Fortunately, we have excellent resources to aid us. The Renssealer Land Trust published a Conservation Plan for Rensselaer County, with detailed maps of areas of the most crucial areas to protect and preserve. The Rensselaer Plateau Alliance advocates for the enjoyment and preservation of natural areas. Green infrastructure design, on municipal and individual landowner levels, can provide stormwater management while preserving or creating habitat for wildlife, among numerous other benefits. Development guidelines hold up the idea of new housing developments having connecting trails to adjoining natural areas.
We can do smart growth, growth that knows how much is enough, not only for us, but for generations as yet unborn, the seventh generation.
Sheree Cammer, Wynantskill
Bright Be The Light
We sleep serenely through the night
Knowing that the darkness will bring forth the light
The birds sing a unique song at the dawn of a new day
Urging us to get up and enjoy today
The leaves of every plant reach for the sky
Because without the life giving power
Of light they shall perish and die
I gaze upon my cat basking in the warmth of the sun
Taunting me to come outside and have some fun
The rays of light give the earth
A subtle glamour and a glimmering glow
If you take the time to observe
You’ll see God puts on quite a show
The night brings forth fright
While the light gleams with delight
Evil tends to lurk at night
Then the light forces it to take flight
Suddenly a violent storm blew through the town
Leaving behind branches, and large trees came down
The lights flickered aimlessly and then ceased
The neighbors gazed upon the scene with disbelief
The folks grew contrite without their precious light
I prayed to God to keep everyone safe and sound
Until the source of the outage could be found
The night seemed longer than usual but the
Sun rose again without refusal
The next afternoon I heard a clicking sound
From above, when I was in my cellar
The power restoration evoked elation
And was rather stellar
To be without, teaches you what having, is all about
When God said “Let there be light!”
It made the world a beautiful sight
Let the light of the Lord shine upon you each day
And you’ll see infinite blessings coming your way
Donna Masters, Troy
Want To Make a Difference In Your Community? VOTE!
This year has been a complicated one for our country and localities. We have weathered abuses of power by elected officials and lost an overwhelming number of lives—grandparents, parents, siblings, children, aunts, uncles, friends, neighbors—to a heinous virus. We continue to navigate an employment and housing crisis amid ever-changing guidance on how to best help and protect one another.

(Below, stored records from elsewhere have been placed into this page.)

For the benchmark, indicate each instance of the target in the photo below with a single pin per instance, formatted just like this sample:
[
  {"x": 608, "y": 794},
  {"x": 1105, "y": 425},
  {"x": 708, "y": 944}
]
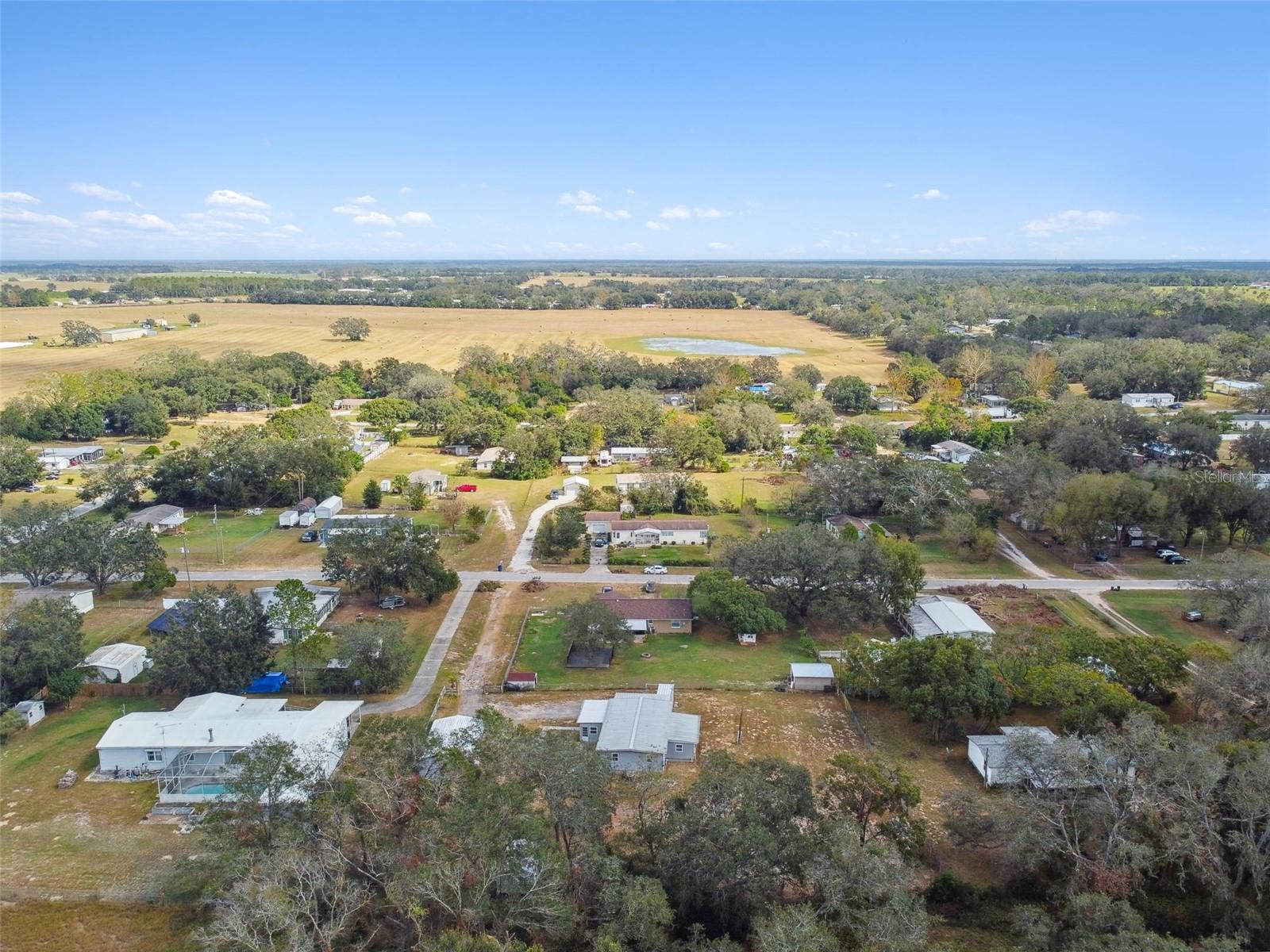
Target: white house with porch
[
  {"x": 192, "y": 747},
  {"x": 660, "y": 532}
]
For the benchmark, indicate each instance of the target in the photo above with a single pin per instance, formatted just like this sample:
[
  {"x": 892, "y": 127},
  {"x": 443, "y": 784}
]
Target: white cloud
[
  {"x": 99, "y": 192},
  {"x": 131, "y": 220},
  {"x": 25, "y": 216},
  {"x": 241, "y": 200},
  {"x": 1075, "y": 220}
]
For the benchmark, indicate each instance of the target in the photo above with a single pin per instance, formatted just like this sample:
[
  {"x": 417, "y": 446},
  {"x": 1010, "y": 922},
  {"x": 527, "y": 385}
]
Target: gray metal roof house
[{"x": 641, "y": 731}]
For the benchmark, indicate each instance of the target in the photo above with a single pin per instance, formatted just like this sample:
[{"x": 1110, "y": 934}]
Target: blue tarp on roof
[
  {"x": 164, "y": 622},
  {"x": 270, "y": 683}
]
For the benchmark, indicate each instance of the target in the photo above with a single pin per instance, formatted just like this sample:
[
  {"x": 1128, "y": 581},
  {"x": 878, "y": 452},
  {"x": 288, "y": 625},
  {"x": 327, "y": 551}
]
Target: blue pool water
[
  {"x": 708, "y": 346},
  {"x": 207, "y": 790}
]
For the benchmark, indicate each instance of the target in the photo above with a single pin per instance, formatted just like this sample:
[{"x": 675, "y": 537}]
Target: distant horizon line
[{"x": 594, "y": 262}]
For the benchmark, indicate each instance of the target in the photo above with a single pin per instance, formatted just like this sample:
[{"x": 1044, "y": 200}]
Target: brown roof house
[{"x": 657, "y": 616}]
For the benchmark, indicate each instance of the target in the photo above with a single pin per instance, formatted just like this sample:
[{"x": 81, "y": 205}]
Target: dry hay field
[{"x": 432, "y": 336}]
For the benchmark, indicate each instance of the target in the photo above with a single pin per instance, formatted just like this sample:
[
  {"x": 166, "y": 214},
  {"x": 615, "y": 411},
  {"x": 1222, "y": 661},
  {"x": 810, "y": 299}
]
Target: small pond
[{"x": 709, "y": 346}]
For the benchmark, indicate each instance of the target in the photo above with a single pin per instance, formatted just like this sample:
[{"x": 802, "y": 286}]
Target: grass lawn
[
  {"x": 1076, "y": 611},
  {"x": 704, "y": 659},
  {"x": 87, "y": 837},
  {"x": 1161, "y": 613},
  {"x": 103, "y": 927},
  {"x": 943, "y": 562}
]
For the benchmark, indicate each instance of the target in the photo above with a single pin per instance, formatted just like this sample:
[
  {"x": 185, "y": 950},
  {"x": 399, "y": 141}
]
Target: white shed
[
  {"x": 810, "y": 677},
  {"x": 32, "y": 711},
  {"x": 329, "y": 507},
  {"x": 118, "y": 663},
  {"x": 79, "y": 600}
]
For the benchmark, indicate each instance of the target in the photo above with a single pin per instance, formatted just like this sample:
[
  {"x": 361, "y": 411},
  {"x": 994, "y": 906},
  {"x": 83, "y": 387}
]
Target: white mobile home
[
  {"x": 118, "y": 663},
  {"x": 329, "y": 507},
  {"x": 31, "y": 711},
  {"x": 487, "y": 459},
  {"x": 810, "y": 677},
  {"x": 325, "y": 601},
  {"x": 1142, "y": 400},
  {"x": 79, "y": 600},
  {"x": 641, "y": 731},
  {"x": 660, "y": 532},
  {"x": 1235, "y": 387},
  {"x": 629, "y": 455}
]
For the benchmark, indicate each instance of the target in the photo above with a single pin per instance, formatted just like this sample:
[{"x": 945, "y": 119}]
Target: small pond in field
[{"x": 710, "y": 346}]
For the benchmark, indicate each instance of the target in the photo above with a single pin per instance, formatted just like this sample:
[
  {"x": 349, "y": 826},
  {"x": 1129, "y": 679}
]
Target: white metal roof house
[
  {"x": 80, "y": 600},
  {"x": 954, "y": 451},
  {"x": 194, "y": 746},
  {"x": 944, "y": 617},
  {"x": 1147, "y": 399},
  {"x": 159, "y": 518},
  {"x": 325, "y": 601},
  {"x": 487, "y": 459},
  {"x": 806, "y": 676},
  {"x": 121, "y": 663},
  {"x": 992, "y": 755},
  {"x": 641, "y": 731}
]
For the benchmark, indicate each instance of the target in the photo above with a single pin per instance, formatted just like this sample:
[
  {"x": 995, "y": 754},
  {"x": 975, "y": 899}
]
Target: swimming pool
[
  {"x": 207, "y": 790},
  {"x": 709, "y": 346}
]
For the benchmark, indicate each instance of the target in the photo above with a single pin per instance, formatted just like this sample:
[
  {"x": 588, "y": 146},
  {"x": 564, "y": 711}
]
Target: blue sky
[{"x": 416, "y": 131}]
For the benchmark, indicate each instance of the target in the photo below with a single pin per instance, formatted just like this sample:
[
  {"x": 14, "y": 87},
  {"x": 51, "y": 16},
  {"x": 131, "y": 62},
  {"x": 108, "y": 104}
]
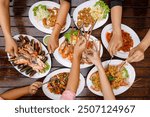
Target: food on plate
[
  {"x": 127, "y": 40},
  {"x": 58, "y": 83},
  {"x": 45, "y": 39},
  {"x": 48, "y": 16},
  {"x": 66, "y": 49},
  {"x": 88, "y": 16},
  {"x": 31, "y": 58},
  {"x": 116, "y": 78}
]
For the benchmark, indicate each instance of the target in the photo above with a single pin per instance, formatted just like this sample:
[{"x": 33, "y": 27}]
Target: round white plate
[
  {"x": 121, "y": 89},
  {"x": 37, "y": 75},
  {"x": 66, "y": 62},
  {"x": 38, "y": 24},
  {"x": 85, "y": 5},
  {"x": 127, "y": 29},
  {"x": 57, "y": 96}
]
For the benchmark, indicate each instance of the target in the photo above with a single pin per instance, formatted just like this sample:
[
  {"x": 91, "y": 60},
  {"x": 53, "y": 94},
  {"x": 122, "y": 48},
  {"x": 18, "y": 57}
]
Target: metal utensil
[{"x": 110, "y": 60}]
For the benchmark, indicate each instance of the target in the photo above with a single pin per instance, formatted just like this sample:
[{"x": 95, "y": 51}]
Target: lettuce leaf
[
  {"x": 104, "y": 6},
  {"x": 68, "y": 34}
]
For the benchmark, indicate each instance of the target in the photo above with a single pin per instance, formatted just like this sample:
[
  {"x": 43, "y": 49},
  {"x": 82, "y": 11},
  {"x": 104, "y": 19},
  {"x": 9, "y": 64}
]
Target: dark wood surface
[{"x": 136, "y": 14}]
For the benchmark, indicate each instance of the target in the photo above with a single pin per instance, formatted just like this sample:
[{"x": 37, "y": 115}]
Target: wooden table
[{"x": 136, "y": 14}]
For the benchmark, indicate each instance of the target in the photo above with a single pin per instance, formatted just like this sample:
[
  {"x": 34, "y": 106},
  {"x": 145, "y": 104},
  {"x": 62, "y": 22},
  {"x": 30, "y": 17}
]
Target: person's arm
[
  {"x": 73, "y": 80},
  {"x": 10, "y": 45},
  {"x": 74, "y": 75},
  {"x": 15, "y": 93},
  {"x": 20, "y": 92},
  {"x": 137, "y": 53},
  {"x": 105, "y": 85},
  {"x": 53, "y": 42},
  {"x": 116, "y": 15}
]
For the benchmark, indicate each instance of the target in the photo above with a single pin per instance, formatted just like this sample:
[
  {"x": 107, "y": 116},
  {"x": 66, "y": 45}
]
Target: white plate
[
  {"x": 85, "y": 5},
  {"x": 66, "y": 62},
  {"x": 57, "y": 96},
  {"x": 121, "y": 89},
  {"x": 127, "y": 29},
  {"x": 38, "y": 24},
  {"x": 37, "y": 75}
]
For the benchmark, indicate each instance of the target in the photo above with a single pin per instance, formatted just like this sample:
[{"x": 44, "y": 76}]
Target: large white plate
[
  {"x": 85, "y": 5},
  {"x": 37, "y": 75},
  {"x": 132, "y": 33},
  {"x": 57, "y": 96},
  {"x": 66, "y": 62},
  {"x": 38, "y": 24},
  {"x": 121, "y": 89}
]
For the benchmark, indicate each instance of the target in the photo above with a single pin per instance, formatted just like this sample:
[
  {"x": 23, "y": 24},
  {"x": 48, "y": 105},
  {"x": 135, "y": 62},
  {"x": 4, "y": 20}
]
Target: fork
[{"x": 110, "y": 60}]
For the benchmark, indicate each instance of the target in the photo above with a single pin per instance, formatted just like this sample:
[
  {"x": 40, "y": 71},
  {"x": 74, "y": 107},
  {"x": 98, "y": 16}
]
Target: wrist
[
  {"x": 99, "y": 65},
  {"x": 77, "y": 56},
  {"x": 27, "y": 90},
  {"x": 8, "y": 37},
  {"x": 117, "y": 31},
  {"x": 143, "y": 45}
]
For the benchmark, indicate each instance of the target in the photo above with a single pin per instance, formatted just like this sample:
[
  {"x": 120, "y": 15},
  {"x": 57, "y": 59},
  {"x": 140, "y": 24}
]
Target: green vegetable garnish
[
  {"x": 125, "y": 73},
  {"x": 104, "y": 6},
  {"x": 41, "y": 12},
  {"x": 111, "y": 78},
  {"x": 46, "y": 68},
  {"x": 68, "y": 35}
]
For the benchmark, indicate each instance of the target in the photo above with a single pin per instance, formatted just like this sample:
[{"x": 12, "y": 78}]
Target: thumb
[{"x": 16, "y": 51}]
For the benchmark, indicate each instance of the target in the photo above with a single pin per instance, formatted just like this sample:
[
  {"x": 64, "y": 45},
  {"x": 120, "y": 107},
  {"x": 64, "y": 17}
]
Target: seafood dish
[
  {"x": 89, "y": 15},
  {"x": 66, "y": 49},
  {"x": 31, "y": 58},
  {"x": 48, "y": 16},
  {"x": 127, "y": 40},
  {"x": 58, "y": 83},
  {"x": 117, "y": 78}
]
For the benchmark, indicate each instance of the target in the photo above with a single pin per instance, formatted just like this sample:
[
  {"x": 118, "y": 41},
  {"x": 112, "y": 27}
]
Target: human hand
[
  {"x": 115, "y": 43},
  {"x": 94, "y": 55},
  {"x": 33, "y": 88},
  {"x": 53, "y": 43},
  {"x": 136, "y": 54},
  {"x": 11, "y": 46},
  {"x": 80, "y": 46}
]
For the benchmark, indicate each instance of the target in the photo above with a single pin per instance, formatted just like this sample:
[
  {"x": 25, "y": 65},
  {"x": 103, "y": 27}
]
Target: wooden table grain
[{"x": 136, "y": 14}]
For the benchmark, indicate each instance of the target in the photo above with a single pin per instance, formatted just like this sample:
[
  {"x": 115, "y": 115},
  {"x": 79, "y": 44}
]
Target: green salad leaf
[
  {"x": 68, "y": 34},
  {"x": 125, "y": 73},
  {"x": 104, "y": 6},
  {"x": 46, "y": 68},
  {"x": 111, "y": 78},
  {"x": 41, "y": 11}
]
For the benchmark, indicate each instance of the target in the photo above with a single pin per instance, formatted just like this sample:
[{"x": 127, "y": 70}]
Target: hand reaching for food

One of the best ways to show support for our community and country is to VOTE. Voting sets our guiding principles into action. It is our opportunity to support candidates who will fight for the people who need it most and the issues we care about.
There is still time to take part. If you requested an absentee ballot, be sure to follow the directions and mail or deliver your ballot by November 3rd. NYS recently enacted an Early Voting option, which runs from Saturday, October 24th through Sunday, November 1st. Additionally, you may still vote in person on November 3rd. It is important to plan for how, where, and when you will vote as well as and whom you will vote for. Democracy requires your participation to thrive.
This election season, we ask that you vote for MIKE HELINSKI for North Greenbush Town Board, JOHN MCDONALD for State Assembly, PATRICK NELSON for State Senate, and PAUL TONKO for US Congress. These are candidates that are focused on serving our community and taking common sense approaches to the problems we are facing. They will be innovative, compassionate, and dedicated workers for the residents of North Greenbush and Rensselaer County.